Utakata seemed as though he couldn’t quite wrap his head around that. 

 

“I’m going to check the seals now, you might feel a slight discomfort,” he said. Slow and even as he pumped a small amount of chakra into the seals hidden beneath skin. “Can I clean the fresh ink to get a better look, Utakata-san?”

 

Utakata avoided his gaze and nodded. 

 

Swiping his sleeve over the work of a broken old man, Minato ran a finger over every sigil. Freezing over a part on the inner layer.

 

“There is one part that needs fixing. If it is alright, I’ll need to take you with me somewhere?”

 

Utakata’s eyelids refused to shut, almost afraid if they did they wouldn’t pop back up. 

 

Somewhere , as in…”

 

Minato took a breath and tried not to laugh, patting Utakata’s shoulder in a friendly fashion. “I have a cave near Suna where I keep my sealing kit. Don’t worry.”

 

Having Death itself tell him to ‘not worry’ , made Utakata stare at him some more. 

 

“Shinigami’s…have caves?”


“Only the cool ones,” Minato conspitorily told Utakata, hoping to put the boy at some ease. Utakata nodded. Unsure. “Shadow,” he called. 

 

At once they are engulfed.



 

Minato is able to patch up the sealing before anything too nasty were to befall his cave. Utakata’s hand idled on his chest once they were done. 

 

“I don’t know how to thank you,” Utakata said, head lowered. Relief of having his Bijū safe behind seals wearing off. He sat, energy withering on the lonely chair Minato had plucked from a yard. Minato didn’t have food, but he did keep tea. Enjoying the delight during every corporealing seal test.

 

A mug Minato kept stored away for Naruto warmed the boy’s hands.

 

“No need to, just keep that Bijū safe.”

 

“Do you help every Jinchūriki you come by?” Utakata teased. 

 

Minato turned from packing away his gear to half-smile at the boy, “Only if they need it.”
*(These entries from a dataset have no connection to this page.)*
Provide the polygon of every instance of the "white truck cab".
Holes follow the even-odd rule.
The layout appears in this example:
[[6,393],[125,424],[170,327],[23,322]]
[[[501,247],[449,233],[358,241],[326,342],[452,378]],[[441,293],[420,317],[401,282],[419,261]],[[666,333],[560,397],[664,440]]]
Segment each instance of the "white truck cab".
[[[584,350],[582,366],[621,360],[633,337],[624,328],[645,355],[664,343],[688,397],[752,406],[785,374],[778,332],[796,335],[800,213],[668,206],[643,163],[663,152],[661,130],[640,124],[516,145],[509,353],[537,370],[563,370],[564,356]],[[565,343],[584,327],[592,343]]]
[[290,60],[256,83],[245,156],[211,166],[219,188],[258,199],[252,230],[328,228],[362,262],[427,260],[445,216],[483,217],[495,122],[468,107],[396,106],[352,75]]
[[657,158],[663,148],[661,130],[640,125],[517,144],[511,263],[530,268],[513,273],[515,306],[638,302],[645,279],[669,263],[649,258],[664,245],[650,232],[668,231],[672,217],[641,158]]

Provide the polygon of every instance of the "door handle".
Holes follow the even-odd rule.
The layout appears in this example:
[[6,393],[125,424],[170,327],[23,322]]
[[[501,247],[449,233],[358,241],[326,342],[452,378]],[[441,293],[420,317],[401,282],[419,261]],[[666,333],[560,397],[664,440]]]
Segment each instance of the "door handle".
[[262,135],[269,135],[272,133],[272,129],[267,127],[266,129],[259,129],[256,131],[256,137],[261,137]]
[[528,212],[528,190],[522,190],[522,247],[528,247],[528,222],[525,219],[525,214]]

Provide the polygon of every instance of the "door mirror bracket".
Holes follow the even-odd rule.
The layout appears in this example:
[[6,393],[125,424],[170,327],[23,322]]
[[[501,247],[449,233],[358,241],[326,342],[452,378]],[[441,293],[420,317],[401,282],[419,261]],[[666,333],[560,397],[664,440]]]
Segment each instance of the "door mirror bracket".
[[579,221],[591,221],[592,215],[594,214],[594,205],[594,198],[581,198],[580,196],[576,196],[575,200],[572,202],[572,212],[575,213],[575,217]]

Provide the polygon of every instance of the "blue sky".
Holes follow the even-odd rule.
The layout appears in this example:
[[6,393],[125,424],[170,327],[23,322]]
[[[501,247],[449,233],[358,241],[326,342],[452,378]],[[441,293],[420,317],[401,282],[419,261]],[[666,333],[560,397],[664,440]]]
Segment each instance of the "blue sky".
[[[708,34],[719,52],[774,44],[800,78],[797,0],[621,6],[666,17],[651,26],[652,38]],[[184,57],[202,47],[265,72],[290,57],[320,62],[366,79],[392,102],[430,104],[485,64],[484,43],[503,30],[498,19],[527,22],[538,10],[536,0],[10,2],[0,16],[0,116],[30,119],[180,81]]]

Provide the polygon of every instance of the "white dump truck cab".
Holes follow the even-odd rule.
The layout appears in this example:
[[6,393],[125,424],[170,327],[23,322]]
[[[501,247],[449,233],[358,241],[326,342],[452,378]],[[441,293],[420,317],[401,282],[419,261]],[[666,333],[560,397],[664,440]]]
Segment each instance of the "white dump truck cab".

Utakata’s joking facade slid away to reveal brimming curiosity, “You know of others?”


…Should he?

 

Minato thought of Naruto and how alone he was - and immediately squashed the idea. Hoping Konoha would treat Utakata kind was false hope. He knew now how those councils viewed Jinchūriki. 

 

Utakata deserved better now he was free. 

 

“I know they are safe as they can be,” Minato offered, and said nothing else about it. “Now,” he smiled, “Where would you like me to drop you off?”